To her left, the camera crews are paying attention again, focusing on the confrontations that are breaking out here and there. They will soon expand, she knows: the riot police will move in, and the protesters will get angrier, and there will be no chance of going home quietly.
The officer looks Erica up and down. ‘Could I search your bag, please, madam?’
‘Why do you want to search my bag?’ She sticks out her chin, her lip. Vee can see what is about to happen. She removes the lens cap from her camera, raises it to her eye.
8 March 2018
Hampton, four hours later
‘Oh, thank goodness,’ Marcus says, getting to his feet, fast, when Erica walks through the door. In his arms, Tom shifts but doesn’t wake. Erica has always envied her husband’s ability to keep Tom sleeping. Her slightest move always seems to rouse him to restlessness. ‘Where have you been? Why didn’t you call? I was worried about you. I left you messages.’
‘My phone battery died.’ Erica hangs up her coat, then takes off her shoes and leaves them on the floor next to the shoe rack. She’s too tired to bend down to put them in place. Marcus will no doubt mention it when he notices, because she always points out when he doesn’t put his shoes away.
Every part of her is worn out: feet, voice, back, eyes, ears, throat. And at the same time there’s an adrenaline fizz at the solar plexus that tells her she’s a long way from sleep. She’s hungry; thirsty; thrilled; horny. ‘Wait till I tell you what I’ve been doing.’
There’s no wine in the fridge. No clean glasses, either. They had friends over last night, and of course, because Marcus has been Doing Childcare, he won’t have unloaded the dishwasher. She pours white wine from the rack into a melamine tumbler with a lion on the side of it, plonks in the last ice cube from the tray in the freezer, and goes to kiss Tom’s fluffy, warm clean-smelling head.

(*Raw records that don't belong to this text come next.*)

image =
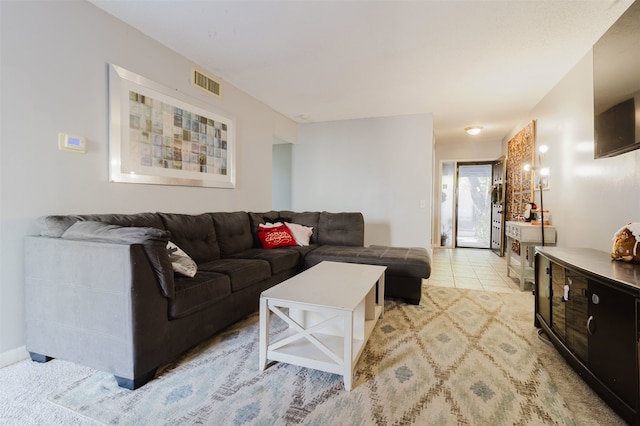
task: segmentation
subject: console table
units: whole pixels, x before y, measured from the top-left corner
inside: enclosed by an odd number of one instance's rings
[[[520,279],[520,290],[524,290],[525,282],[533,282],[533,249],[542,244],[542,227],[532,225],[530,222],[505,223],[505,235],[507,236],[507,276],[514,273]],[[513,250],[514,242],[520,246],[520,254]],[[555,245],[556,228],[544,226],[545,244]]]
[[[639,424],[640,264],[537,247],[535,275],[535,326],[611,408]]]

Marcus turns his face away when she tries to kiss him, too.
‘I was worried about you.’
‘You should be glad I’m home, then.’ She sits down next to him, puts her head against his shoulder, ignoring the way his body stiffens at her touch.

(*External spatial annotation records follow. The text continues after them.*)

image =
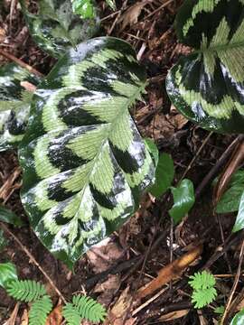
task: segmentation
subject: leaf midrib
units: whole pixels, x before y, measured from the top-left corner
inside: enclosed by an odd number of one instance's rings
[[[127,104],[125,105],[126,109],[129,109],[129,107],[134,104],[135,100],[139,97],[139,95],[140,95],[140,94],[142,93],[142,91],[145,89],[145,85],[146,85],[146,82],[142,83],[142,85],[141,85],[140,87],[138,87],[137,90],[135,92],[134,96],[132,96],[131,98],[128,98],[128,100],[127,101]],[[77,193],[75,194],[75,195],[77,195],[78,193],[80,193],[80,192],[81,192],[80,203],[82,202],[85,190],[86,190],[87,186],[89,185],[89,179],[90,179],[90,175],[91,175],[91,172],[92,172],[92,171],[93,171],[93,169],[94,169],[94,167],[95,167],[95,164],[96,164],[96,162],[97,162],[97,160],[98,160],[99,154],[100,154],[101,152],[102,152],[102,148],[103,148],[104,144],[105,144],[107,143],[107,141],[108,140],[109,134],[110,134],[110,133],[112,132],[112,130],[113,130],[114,121],[115,121],[116,119],[119,118],[119,116],[122,116],[122,115],[125,113],[126,109],[125,109],[125,110],[122,110],[122,109],[121,109],[121,111],[119,112],[119,114],[116,116],[116,117],[113,119],[113,121],[108,123],[108,125],[112,125],[112,126],[109,128],[109,130],[108,130],[108,134],[107,134],[107,137],[105,137],[105,139],[101,142],[100,149],[98,151],[98,153],[96,154],[96,156],[95,156],[95,157],[93,158],[93,160],[92,160],[93,162],[92,162],[92,164],[91,164],[91,166],[90,166],[90,171],[89,172],[89,173],[88,173],[88,175],[87,175],[87,177],[86,177],[86,181],[85,181],[85,184],[84,184],[84,186],[83,186],[83,189],[82,189],[80,191],[79,191],[79,192],[77,192]],[[77,211],[80,209],[80,206],[79,206]],[[73,221],[74,218],[77,218],[76,216],[77,216],[77,212],[76,212],[76,214],[74,215],[74,217],[70,219],[70,221]]]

‘Of course I am. I thought you would be back hours ago. You said five at the latest.’
‘Well, events overtook.’ Logic, good sense, everything she knows about Marcus tells her to say nothing more, to go and take a bath and curl her body into his when he comes to bed, put a hand on his chest and let him know that despite everything she is not too tired for him. But there is nothing circumspect in the remains of the adrenaline. ‘Don’t you want to know what happened?’
He sighs, and smiles,
and frees an arm to put around her shoulders. ‘Stage dive? Tattoo? Joined the Foreign Legion?’

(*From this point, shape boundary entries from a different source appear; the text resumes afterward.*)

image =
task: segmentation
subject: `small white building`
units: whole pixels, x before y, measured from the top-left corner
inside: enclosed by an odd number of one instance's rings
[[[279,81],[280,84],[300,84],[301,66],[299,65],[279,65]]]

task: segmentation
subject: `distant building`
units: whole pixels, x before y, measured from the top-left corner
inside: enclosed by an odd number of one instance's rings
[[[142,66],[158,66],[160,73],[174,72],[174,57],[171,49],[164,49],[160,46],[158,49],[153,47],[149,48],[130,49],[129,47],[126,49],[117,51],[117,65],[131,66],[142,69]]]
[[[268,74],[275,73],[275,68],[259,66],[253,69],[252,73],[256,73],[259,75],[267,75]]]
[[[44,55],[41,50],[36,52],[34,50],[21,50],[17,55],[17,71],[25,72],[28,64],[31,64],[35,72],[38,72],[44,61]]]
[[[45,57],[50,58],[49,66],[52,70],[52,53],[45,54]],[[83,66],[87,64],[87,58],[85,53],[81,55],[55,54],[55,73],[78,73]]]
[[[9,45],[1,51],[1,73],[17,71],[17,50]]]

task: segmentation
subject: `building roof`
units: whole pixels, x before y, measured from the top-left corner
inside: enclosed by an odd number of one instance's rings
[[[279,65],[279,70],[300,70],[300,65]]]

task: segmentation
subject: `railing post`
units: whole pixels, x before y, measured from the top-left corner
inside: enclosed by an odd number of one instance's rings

‘I got arrested!’ she blurts. Then, ‘Well, detained. By the police.’
‘You did what?’ Tom shifts and murmurs against the sudden tension in his father’s body.
‘A policeman tried to search my bag and I told him to fuck off. He’d been bothering Veronica about taking photographs. I didn’t think that was right. Next thing I knew I was in a police van.’
‘You’re not serious?’ Marcus turns to face her; Tom barely moves.
‘Yes! I had to wait ages at the station. They took my stuff away and searched me and I got my fingerprints taken.’ Erica holds her fingers towards him, making wriggling stars of her hands, as though they are proof, although it was done on a screen, not with ink, so there’s no trace. ‘And my DNA. I asked if that was standard and they said it was. Then I rang a solicitor they gave me the number for, and she said she didn’t need to come in and the police wouldn’t do anything. Then I sat in an interview room for a bit.’
‘Wow.’ It’s not an admiring ‘wow’, but she pretends not to notice. She smiles. He doesn’t smile. His face is a sky of hurt with a brow of coming thunder.
‘Erica, I was worried before you came back. I’m even more worried now.’
And the bravado rushes out of her as suddenly as it rushed in. ‘I was scared.’ And she was, just for a few minutes, scared that being in the police station would stop being an adventure, a misunderstanding, a case of pissing off someone who didn’t, in that moment, need to be pissed off, and had the power to show it. She’d thought about miscarriages of justice, and whether she had to declare this on job applications. Wondered about the women who didn’t have the luxury of all the things that protected her, however much she didn’t want to believe that they did: money, skin colour, education.